Step aside, NASA. Make room, science. Today’s space race isn’t about discovery — it’s about ego, PR, and building the world’s most expensive midlife crisis in zero gravity.

Welcome to the Great Galactic Grift, starring Jeff “Prime Directive” Bezos, Elon “Rocket Troll” Musk, and Richard “I’m Still Here Too” Branson.

These are not astronauts. These are space influencers with taxpayer-funded booster seats.

Subsidies in the Sky with Diamonds

They say capitalism builds rockets.
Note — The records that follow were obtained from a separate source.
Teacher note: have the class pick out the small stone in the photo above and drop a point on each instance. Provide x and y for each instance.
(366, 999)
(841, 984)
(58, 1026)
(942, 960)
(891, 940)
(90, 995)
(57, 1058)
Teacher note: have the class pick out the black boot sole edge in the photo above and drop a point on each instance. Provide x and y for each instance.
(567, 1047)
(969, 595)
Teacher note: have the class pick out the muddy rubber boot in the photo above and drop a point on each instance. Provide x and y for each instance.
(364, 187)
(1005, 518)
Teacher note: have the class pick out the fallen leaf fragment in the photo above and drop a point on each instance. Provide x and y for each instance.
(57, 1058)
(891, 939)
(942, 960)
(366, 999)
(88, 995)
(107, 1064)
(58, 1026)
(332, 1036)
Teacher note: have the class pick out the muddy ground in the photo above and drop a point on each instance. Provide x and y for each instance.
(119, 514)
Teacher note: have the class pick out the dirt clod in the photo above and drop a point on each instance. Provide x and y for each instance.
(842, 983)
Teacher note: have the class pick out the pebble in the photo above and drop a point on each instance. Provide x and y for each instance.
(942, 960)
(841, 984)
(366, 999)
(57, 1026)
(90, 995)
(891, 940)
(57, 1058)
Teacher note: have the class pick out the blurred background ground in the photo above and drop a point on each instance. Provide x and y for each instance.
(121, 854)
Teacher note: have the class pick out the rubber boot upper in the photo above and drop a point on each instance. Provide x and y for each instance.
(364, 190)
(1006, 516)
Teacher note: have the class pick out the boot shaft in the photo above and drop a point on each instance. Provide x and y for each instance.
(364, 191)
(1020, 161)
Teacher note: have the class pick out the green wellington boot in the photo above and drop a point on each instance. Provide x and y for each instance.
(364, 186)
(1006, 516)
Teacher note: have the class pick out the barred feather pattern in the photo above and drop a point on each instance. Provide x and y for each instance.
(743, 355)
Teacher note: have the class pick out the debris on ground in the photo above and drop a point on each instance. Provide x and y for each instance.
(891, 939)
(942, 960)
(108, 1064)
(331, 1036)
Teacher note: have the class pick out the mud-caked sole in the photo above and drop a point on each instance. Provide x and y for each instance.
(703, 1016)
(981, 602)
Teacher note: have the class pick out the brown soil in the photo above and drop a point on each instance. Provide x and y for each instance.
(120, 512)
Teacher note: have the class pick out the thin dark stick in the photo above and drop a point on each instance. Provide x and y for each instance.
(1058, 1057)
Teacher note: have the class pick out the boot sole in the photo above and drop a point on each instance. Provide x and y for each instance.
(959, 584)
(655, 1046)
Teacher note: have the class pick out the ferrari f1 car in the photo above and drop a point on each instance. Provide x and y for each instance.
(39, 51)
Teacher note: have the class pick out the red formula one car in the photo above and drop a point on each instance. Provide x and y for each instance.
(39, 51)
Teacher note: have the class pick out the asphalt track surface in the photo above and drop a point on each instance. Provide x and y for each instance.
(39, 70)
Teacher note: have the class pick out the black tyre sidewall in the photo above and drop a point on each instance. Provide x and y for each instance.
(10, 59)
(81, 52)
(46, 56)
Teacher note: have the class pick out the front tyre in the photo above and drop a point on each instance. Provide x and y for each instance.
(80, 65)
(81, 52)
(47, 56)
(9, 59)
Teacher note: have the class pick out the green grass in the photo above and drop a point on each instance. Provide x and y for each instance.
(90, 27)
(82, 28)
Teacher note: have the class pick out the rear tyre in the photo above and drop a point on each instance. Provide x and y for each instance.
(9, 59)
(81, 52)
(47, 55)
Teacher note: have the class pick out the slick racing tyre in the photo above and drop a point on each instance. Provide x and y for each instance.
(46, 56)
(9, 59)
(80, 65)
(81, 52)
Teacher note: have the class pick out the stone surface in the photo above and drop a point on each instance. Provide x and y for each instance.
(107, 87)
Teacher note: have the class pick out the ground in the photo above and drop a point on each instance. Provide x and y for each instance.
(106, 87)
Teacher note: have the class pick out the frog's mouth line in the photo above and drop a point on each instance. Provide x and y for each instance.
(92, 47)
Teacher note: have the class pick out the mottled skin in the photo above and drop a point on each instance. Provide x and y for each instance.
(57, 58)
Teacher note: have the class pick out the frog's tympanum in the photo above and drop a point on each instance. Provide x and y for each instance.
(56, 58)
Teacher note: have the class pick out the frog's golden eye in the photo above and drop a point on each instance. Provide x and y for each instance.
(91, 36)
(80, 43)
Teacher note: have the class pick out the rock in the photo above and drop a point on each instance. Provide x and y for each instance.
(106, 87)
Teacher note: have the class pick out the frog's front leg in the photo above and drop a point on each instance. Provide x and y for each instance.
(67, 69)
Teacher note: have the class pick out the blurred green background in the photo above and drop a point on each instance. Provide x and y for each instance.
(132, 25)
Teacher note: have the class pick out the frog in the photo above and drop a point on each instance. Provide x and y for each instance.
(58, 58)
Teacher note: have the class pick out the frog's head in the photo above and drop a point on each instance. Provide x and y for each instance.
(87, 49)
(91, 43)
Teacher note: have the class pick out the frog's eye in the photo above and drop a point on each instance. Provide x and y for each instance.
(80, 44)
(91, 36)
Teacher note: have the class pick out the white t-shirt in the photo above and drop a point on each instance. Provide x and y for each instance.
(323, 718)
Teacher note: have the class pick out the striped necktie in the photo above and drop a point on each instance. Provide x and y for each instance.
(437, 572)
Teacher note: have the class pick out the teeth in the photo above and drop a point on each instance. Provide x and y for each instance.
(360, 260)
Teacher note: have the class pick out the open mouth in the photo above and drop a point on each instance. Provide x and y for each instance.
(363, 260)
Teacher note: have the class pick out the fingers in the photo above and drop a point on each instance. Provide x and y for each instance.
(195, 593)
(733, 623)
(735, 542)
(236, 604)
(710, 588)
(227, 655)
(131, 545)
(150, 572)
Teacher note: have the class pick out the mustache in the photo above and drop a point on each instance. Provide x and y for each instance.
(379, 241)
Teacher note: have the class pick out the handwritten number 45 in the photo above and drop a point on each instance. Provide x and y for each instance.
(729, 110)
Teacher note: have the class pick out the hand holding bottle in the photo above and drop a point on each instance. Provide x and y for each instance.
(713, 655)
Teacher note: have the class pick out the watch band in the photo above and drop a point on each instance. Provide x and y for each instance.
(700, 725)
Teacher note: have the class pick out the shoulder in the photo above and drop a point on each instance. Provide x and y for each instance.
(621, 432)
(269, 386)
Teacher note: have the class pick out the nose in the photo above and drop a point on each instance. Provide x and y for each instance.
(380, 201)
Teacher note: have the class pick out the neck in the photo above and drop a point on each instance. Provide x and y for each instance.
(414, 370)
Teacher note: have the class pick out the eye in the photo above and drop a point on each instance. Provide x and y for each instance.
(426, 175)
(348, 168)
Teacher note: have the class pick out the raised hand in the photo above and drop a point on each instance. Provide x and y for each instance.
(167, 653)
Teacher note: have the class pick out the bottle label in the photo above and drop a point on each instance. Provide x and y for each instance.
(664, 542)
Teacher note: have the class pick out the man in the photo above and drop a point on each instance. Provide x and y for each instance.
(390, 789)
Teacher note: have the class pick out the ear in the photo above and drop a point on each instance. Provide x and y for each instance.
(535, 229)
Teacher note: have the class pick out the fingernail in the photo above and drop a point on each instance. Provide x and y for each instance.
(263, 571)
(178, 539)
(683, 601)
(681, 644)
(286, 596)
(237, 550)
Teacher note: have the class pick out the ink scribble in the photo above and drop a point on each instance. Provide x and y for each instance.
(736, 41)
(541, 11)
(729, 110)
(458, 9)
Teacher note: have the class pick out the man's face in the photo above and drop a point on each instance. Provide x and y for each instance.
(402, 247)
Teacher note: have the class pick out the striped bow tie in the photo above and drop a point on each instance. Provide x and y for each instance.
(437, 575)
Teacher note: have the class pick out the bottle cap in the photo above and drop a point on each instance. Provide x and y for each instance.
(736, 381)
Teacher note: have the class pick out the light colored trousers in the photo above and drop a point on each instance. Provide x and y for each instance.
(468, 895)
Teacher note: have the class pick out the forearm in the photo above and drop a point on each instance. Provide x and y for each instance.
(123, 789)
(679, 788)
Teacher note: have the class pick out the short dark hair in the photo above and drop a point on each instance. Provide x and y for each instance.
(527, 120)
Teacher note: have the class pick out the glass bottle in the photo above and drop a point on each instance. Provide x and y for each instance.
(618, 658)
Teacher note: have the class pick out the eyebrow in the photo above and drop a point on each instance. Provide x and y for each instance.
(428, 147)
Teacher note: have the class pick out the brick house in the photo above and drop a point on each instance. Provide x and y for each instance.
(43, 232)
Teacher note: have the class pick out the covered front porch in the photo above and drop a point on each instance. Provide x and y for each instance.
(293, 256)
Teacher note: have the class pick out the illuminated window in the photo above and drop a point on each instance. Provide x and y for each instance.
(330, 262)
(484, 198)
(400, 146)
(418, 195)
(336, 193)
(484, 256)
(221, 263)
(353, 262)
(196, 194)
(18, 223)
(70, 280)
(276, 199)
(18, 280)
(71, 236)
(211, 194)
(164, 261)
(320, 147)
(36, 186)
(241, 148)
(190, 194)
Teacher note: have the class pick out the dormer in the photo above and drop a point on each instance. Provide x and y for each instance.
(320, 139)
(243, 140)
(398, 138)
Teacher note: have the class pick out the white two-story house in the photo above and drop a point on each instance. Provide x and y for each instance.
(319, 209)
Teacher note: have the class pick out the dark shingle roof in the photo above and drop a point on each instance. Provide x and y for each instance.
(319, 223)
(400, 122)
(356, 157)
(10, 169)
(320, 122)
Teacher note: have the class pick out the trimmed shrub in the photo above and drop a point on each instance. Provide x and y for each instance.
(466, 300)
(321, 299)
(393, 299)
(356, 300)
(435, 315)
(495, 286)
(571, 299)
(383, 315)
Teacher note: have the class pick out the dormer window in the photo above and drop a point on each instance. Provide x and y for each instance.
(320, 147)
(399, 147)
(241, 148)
But they forgot to mention that your taxes paid for the launch pad.

  • Bezos: Took billions in contracts, sued NASA, then launched a suborbital joyride with Captain Kirk.
  • Musk: Collected billions in government funding, then named his kid after a failed CAPTCHA.
  • Branson: Took off once, then took a break — he’s the Myspace of space bros.

They are not exploring space; they’re colonizing the subsidy department.

One Small Step for Man, One Giant Leap for Branding

These guys aren’t in it for science. They’re in it for logos on rockets, crypto shoutouts from orbit, and exclusive VIP zero-gravity influencer experiences

Musk wants to go to Mars… but can’t even get a Cybertruck to roll in a straight line. Bezos wants to build space colonies… but he still ships rubber chickens in 8-pound boxes.

Space is no longer the final frontier — it’s the final marketing stunt.

Meanwhile, Back on Earth…

The planet is on fire, teachers can’t afford rent, our infrastructure is collapsing, and billionaires are playing “Who Can Touch the Kármán Line with the Most Phallic Rocket?”

It’s not a space race. It’s a compensation contest with thrusters.

Grifters in Orbit: Sponsored by You

Why explore the galaxy when there’s so much wealth to hoard right here at home?

They take the contracts. They cash the checks. They dodge the taxes. Then they slap an American flag on the tail fin and call it “innovation.”

We don’t need Star Trek. We need Tax Trek: The Reckoning.